EUROPE NEWS: Highstreet turnaround

Beset by the global financial crisis, laden by debt and hit by the insolvency of the main tenant, it is little wonder Goldman Sachs  is believed to have once written down to zero its 2006 investment in the €4.5 billion German retail property joint venture known as Highstreet Holdings. The bank, however, could be forgiven for feeling a lot more optimistic lately about its 51 percent stake in the portfolio.

Just before Christmas, Goldman and the other investors in Highstreet agreed to sell 17 assets, including the landmark KaDeWe department store in Berlin, to Austria’s Signa Holding for €1.1 billion. That sale took total disposals for a portfolio that contained around €3.5 billion in assets at the end of 2010 to just over €2 billion, with about €1.5 billion more to go.

Such has been the strength in demand for retail assets in Germany lately – not to mention faith in the country’s stable economy – that sources close to Highstreet say Goldman might even make a profit from the portfolio, nevermind recouping its initial investment. If that proves to be the case, it would be a remarkable turnaround given the trouble the investment found itself in.

The genesis of the original investment lay in German retailer, mail order and tourism conglomerate Karstadt Quelle (later re-named Arcandor) seeking to raise capital halfway through the noughties. According to an article in the Financial Times, the company approached Goldman’s head of Germany, Alexander Dibelius, who reportedly suggested the company make use of its real estate portfolio.

Sure enough, in 2006, Karstadt Quelle agreed to tip 164 properties – comprising 81 Karstadt departments stores, nine sporting goods stores, 28 parking lots, 14 office buildings and 32 other facilities and land – into a newly created joint venture called Highstreet, of which Goldman would own 51 percent.

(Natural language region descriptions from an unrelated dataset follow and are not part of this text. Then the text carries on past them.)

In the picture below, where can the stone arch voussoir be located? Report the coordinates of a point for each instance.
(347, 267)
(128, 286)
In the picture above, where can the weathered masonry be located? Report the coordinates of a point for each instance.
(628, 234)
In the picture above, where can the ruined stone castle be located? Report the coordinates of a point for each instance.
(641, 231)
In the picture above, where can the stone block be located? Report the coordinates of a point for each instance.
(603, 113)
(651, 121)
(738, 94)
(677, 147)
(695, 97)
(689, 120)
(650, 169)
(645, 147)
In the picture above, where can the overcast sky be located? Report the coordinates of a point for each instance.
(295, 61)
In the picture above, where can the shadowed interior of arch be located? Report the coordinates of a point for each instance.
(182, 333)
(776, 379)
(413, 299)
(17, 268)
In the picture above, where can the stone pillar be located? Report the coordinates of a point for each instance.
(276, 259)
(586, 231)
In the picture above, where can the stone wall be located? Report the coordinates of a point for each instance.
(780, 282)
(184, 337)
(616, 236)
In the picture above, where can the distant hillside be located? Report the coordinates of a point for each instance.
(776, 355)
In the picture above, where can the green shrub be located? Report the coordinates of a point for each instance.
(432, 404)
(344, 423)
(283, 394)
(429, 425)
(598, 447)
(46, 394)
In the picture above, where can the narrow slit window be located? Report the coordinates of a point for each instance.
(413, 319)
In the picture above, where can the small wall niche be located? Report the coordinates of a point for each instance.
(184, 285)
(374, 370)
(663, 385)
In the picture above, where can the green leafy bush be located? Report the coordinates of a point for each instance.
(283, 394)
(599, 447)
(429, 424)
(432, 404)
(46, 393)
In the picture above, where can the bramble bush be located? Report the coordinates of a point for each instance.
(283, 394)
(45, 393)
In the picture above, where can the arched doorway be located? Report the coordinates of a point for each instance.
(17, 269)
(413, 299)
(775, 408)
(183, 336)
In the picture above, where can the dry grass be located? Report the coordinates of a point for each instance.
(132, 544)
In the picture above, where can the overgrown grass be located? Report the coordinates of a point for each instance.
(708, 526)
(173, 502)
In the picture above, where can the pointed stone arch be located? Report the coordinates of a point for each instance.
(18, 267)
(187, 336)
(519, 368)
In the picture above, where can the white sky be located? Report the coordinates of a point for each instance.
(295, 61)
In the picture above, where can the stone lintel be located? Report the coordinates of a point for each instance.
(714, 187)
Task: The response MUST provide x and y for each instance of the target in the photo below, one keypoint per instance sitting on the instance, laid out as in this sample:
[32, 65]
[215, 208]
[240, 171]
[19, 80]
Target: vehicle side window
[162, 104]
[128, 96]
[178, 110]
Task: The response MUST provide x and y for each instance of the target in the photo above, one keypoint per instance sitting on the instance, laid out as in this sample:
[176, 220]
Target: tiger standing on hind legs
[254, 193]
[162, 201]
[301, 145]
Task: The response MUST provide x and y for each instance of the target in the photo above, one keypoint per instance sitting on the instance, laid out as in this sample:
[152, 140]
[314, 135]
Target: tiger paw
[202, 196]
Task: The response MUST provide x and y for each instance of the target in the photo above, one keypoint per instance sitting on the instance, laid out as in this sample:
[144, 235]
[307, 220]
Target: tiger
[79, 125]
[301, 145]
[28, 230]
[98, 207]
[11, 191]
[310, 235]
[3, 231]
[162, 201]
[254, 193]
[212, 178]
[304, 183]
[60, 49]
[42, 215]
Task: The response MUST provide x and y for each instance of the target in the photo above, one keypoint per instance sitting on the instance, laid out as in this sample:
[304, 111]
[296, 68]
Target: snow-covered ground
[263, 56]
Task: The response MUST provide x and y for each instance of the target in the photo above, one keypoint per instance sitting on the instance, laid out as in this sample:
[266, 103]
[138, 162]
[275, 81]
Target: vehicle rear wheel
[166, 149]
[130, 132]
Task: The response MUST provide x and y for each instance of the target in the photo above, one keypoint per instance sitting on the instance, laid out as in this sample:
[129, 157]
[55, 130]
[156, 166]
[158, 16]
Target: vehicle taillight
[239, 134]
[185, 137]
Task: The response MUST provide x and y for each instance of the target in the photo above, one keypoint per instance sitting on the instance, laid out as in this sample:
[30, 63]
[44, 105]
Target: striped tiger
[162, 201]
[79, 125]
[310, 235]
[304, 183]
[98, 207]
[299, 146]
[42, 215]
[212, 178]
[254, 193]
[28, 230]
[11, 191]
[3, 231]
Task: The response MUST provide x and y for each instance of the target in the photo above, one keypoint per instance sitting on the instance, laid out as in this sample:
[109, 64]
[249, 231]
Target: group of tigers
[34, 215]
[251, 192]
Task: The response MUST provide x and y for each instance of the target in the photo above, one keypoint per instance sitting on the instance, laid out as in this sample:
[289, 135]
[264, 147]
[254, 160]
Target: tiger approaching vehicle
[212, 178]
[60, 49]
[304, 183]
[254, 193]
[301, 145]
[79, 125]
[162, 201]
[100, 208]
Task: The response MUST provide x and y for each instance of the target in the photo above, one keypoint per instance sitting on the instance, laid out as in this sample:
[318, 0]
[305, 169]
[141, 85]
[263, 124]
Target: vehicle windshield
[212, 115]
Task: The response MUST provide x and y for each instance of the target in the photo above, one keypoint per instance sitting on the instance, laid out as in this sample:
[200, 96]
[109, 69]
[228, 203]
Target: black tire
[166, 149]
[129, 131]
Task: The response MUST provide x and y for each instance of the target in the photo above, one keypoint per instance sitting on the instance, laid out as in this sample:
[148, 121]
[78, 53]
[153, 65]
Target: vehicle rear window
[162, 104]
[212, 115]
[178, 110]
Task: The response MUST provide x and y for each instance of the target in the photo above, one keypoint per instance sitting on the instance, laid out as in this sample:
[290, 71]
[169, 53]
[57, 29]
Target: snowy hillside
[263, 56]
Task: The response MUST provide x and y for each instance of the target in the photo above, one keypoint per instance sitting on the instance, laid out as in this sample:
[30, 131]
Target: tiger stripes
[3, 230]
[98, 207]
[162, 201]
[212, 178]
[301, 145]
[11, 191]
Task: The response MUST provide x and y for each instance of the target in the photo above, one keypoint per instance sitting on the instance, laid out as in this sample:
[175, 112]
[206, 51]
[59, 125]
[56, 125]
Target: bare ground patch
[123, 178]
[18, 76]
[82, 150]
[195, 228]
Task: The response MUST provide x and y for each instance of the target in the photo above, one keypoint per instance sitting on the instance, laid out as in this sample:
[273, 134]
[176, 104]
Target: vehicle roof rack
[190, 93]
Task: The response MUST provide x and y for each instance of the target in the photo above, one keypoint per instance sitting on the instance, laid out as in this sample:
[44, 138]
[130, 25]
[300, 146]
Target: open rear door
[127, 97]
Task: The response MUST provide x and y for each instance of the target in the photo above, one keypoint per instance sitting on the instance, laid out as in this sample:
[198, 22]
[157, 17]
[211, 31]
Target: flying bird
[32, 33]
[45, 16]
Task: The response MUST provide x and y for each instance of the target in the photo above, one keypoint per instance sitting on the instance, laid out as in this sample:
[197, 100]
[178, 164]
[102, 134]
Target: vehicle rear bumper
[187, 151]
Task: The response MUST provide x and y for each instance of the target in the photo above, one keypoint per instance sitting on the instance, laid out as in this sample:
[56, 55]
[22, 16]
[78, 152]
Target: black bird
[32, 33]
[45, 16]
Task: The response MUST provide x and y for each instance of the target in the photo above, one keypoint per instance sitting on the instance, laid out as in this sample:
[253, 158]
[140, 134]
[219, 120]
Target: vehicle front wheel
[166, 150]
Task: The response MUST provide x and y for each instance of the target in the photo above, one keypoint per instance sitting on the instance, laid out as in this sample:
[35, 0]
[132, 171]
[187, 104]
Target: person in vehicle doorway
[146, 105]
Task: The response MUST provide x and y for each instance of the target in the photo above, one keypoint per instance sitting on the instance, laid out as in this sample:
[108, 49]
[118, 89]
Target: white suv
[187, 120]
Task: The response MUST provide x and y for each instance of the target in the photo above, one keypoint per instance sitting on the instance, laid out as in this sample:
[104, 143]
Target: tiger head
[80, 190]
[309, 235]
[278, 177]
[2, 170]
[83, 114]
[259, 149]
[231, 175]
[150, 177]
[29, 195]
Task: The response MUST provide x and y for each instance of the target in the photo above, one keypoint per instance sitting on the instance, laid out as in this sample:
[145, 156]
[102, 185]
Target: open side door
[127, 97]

Two years later, the retailer sold the remaining 49 percent of the joint venture to RREEF Real Estate, Pirelli Real Estate (now rebranded Prelios), insurer Generali and the Borletti family in a deal said to value the portfolio at €4.6 billion.

By virtue of the deal, both Goldman and the other Highstreet investors had major exposure to German retail property, but the investment took on a death stare after suffering huge problems. In June 2009, after being turned down for state aid, Arcandor filed for insolvency, forcing its subsidiary Karstadt to do the same.

The subsequent insolvency plan involved an option to sell the retail chain to a third party, and some 30 Quelle and Karstadt stores were vacated.

To make matters worse, Goldman and the other partners in Highstreet were struggling under the debt they had taken on. Naturally, given the easy days of finance prior to the downturn, there was a complex CMBS transaction attached to Highstreet, and the maturity date on the €1.1 billion CMBS secured against parts of the Karstadt portfolio was looming in 2010. With the tenant in trouble, there followed a complex and lengthy round of negotiation, plans and counterplans as bondholders, banks and the investors in Highstreet sought to protect their respective positions. As things panned out, in 2010, Karstadt was bought by billionaire Nicolas Berggruen, founder of US investment firm Berggruen Holdings.

Having navigated the restructuring of the portfolio’s debt and the insolvency of its main tenant, Goldman began harvesting assets. For example, earlier last year, it sold department store Bielefeld to German investment firm Aachener Grundvermögen. And, as the Christmas sale of 17 assets for €1.1 billion goes to show, it continues to sell.

Goldman is enjoying continued and improving demand for retail assets in Germany by both domestic and foreign investors, but it also must hope for the continued turnaround of the main tenant under Berggruen. Still, the recent sales certainly improve the prospect of Goldman and its investors actually making money on the originally investment, not just breaking even. That would be quite the turnaround.